"...the realm of the scholarly": Howard University
Ralph Bunche at Howard, 1932
Founded in 1867, Howard University initially served students of all nationalities, races, and classes. But with the rise of Jim Crow, by the turn of the century nearly all of its students were black. At the time Ralph Bunche was hired to establish the political science department in 1928, the university had its first black president, Mordecai W. Johnson, who was actively engaged in hiring young black faculty.
Bunche taught courses in constitutional law and was extremely popular with his students. He was considered a tough but fair grader and was almost always available to answer questions or write letters of recommendation. And his love of sports persisted: he enjoyed playing basketball and tennis with them.
Ruth Bunche, 1930s
During his first term at Howard, Bunche also met his future wife, Ruth Ethel Harris, when a colleague brought him to her house in October 1928. At the time she was teaching school and taking night classes at Howard to complete the requirements for her bachelor’s degree. After they met, she took one of his political science courses; she received a B and challenged him on the grade, but he did not change it. They married on June 23, 1930.
The Bunche family
Although Bunche had declined a fellowship in 1928 to remain at Harvard University and pursue a doctorate, in 1929 he took leave from Howard to return to Harvard. He completed his coursework and passed his general examinations, then a $400 scholarship enabled him to begin research for his dissertation. From 1931 to 1934 Bunche alternated between working on his dissertation at Harvard and teaching at Howard.
The initial topic he chose for his dissertation was the League of Nations and the suppression of slavery, but he soon switched it to a comparison of mixed-race assimilation in Brazil with segregation in the United States. However, concerned that the Rosenwald Fund, which had offered him a Julius Rosenwald Fellowship, would not support his proposed research in Brazil, he decided to compare the French colonial administrations of Dahomey and Togoland.
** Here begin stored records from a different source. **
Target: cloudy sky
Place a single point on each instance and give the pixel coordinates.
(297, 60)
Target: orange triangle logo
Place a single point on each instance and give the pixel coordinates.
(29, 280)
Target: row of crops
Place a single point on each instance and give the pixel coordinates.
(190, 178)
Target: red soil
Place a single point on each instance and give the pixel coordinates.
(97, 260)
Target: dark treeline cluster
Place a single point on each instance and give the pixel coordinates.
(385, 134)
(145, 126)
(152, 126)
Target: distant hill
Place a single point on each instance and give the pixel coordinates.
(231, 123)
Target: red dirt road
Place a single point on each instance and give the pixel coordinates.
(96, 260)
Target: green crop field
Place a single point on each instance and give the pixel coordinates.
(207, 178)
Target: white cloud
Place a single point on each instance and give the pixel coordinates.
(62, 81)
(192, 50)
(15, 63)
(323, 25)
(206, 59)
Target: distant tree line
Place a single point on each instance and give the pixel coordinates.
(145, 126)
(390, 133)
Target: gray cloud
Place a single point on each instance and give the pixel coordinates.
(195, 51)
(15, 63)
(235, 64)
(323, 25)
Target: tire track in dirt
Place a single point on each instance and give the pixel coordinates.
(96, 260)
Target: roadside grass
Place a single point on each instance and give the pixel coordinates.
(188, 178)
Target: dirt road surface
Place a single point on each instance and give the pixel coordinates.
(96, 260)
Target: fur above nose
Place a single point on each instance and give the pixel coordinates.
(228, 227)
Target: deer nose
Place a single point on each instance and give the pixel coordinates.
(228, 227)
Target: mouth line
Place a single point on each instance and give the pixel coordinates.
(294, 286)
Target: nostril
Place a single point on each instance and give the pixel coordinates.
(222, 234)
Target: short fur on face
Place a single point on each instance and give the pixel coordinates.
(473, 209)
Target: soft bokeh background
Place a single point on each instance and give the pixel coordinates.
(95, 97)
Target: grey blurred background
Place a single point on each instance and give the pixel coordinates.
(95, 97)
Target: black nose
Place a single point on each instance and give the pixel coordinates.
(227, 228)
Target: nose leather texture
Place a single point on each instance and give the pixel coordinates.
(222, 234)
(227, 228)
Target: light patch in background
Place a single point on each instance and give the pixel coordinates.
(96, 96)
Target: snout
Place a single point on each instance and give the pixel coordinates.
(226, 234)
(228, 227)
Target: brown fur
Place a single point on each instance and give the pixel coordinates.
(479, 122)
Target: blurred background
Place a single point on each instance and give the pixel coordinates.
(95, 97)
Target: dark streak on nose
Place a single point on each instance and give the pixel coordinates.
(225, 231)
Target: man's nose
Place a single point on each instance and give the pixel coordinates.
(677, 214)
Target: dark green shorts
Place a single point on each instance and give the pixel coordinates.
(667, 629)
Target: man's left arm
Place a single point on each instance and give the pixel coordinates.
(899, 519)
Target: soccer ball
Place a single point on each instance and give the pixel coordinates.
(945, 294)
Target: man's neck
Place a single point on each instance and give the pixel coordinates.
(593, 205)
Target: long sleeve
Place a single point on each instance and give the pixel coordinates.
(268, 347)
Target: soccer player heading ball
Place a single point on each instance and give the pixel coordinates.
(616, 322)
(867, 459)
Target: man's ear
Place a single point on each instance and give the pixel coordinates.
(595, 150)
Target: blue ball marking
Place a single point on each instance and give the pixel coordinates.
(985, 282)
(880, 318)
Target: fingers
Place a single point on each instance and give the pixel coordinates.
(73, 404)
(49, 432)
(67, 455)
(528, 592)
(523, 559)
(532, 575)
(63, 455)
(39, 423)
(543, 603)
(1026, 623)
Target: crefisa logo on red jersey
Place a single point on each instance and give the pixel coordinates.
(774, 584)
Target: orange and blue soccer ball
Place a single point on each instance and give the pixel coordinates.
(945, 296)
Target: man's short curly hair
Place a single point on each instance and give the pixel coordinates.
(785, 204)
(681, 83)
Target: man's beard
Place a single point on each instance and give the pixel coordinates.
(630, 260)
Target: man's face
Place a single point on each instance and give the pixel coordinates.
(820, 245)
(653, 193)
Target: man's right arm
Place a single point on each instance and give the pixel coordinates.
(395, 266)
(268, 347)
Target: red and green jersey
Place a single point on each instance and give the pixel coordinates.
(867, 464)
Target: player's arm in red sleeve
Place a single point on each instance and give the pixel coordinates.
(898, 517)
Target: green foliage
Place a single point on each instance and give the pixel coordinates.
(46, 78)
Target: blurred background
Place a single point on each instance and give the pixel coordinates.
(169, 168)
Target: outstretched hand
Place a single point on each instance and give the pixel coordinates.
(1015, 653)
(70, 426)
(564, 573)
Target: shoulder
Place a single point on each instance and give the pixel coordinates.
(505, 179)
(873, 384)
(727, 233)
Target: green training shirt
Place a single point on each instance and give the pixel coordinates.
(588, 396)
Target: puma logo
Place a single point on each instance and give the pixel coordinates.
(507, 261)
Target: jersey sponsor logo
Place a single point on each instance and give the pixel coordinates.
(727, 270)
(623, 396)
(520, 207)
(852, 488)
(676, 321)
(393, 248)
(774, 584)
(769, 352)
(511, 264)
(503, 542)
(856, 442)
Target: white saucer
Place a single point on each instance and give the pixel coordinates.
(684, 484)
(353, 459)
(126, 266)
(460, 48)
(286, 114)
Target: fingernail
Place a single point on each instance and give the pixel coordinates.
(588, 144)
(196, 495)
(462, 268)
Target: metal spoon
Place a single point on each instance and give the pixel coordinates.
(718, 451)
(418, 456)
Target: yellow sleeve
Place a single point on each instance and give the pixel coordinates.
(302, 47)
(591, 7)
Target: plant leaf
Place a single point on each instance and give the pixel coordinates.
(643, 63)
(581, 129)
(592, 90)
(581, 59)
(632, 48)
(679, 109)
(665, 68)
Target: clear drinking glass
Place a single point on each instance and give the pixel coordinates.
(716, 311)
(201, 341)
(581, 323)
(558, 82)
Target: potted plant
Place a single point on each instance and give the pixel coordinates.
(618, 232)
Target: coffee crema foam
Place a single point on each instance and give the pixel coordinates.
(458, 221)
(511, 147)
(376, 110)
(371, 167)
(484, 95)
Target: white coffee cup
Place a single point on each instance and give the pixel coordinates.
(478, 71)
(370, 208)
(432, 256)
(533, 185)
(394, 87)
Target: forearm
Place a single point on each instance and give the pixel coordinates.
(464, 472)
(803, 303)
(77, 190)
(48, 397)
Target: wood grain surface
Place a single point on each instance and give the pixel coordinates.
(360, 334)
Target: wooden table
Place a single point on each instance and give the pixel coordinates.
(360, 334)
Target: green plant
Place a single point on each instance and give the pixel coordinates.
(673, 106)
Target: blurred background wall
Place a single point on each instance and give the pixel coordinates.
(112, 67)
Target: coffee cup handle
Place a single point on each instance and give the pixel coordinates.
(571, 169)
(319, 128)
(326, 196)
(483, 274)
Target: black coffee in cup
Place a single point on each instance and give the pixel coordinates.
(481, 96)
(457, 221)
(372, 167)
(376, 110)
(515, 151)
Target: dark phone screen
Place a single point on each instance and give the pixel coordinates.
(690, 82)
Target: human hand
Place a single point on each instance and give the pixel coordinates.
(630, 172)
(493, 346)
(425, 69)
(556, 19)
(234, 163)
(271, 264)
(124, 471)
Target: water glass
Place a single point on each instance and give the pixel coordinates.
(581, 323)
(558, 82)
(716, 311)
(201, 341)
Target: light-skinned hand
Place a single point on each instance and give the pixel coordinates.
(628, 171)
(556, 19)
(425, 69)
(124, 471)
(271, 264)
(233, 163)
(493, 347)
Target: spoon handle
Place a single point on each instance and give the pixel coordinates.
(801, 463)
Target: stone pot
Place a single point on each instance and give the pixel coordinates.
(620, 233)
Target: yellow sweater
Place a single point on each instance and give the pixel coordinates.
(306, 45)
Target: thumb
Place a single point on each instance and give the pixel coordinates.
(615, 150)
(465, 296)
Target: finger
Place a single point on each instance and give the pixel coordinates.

"Light on the Dark Continent,"
1935
Bunche spent nine months in Europe and three months in West Africa conducting research during 1932-33, then returned to Cambridge, England, for three more months of work in summer 1933. His four-hundred-plus-page dissertation was accepted by his committee in February 1934 and earned the Toppan Prize for the year’s best dissertation in political science at Harvard, and he became the first black to earn a Ph.D. in political science in the United States. Although his dissertation was not published, he drew from it for an
article on French educational policy in Togoland and Dahomey, which appeared the following year in the
Journal of Negro Education. In
"Light on the Dark Continent," written for a 1935 issue of UCLA's
Southern Alumnus magazine, Bunche also translated findings from his research into a style suited for general rather than scholarly readers. His concluding sentence was harshly critical of the colonial masters: "This great continent and its sweltering population are mere sacrifical [sic] offerings on the altar of world imperialism."
While at Howard, in addition to his teaching and research, Bunche became more active on political, social, and civil rights issues. The university was a center for other young black scholar-activists, who also spoke out and took action against racism and in favor of equal rights. Bunche’s efforts on behalf of civil rights were inseparable from his private life and his career. As his grandmother and mother had taught him, he unfailingly treated other human beings with dignity and fairness and expected the same in return. When he faced instances of prejudice and unequal treatment, he responded with calm, reasoned action.
A World View of Race, 1936
In
A World View of Race, a ninety-eight-page booklet published in 1936 by the Associates in Negro Folk Education, Bunche argued that race was an social rather than a scientific construct and that conflict frequently identified as racial was in reality based on social, political, and economic causes. For the balance of the decade, he would publish regularly in journals such as the
Journal of Negro Education and the
Journal of Negro History, for which he served on the editorial board.
Selected Scholarly Articles
Bunche next proposed a project to study the impact on colonial rule and Western culture on Africans to the Social Sciences Research Council, which awarded him a two-year grant. Seeking to broaden his approach beyond the constraints of political science, he incorporated into the grant proposal training for himself in field methods of cultural anthropology. He then returned to Africa during 1937-38 to conduct further research.
Ralph Bunche (right) en route to the Congo,
1937
Upon his return to Howard in 1938, he intended to write books on South Africa and East Africa, until another project intervened. However, the
notes for a speech he gave at Morgan College in 1939 contain some of his pointed observations about relations between the races in Africa, concluding with the blunt assessment: "When the natives acquire more educ. in Western methods & a greater understanding of their latent powers, they should be able to wrench control of their country from the ruthless & greedy hands of the white exploiters. That day may not be as far distant as some imperialistic nations like to think."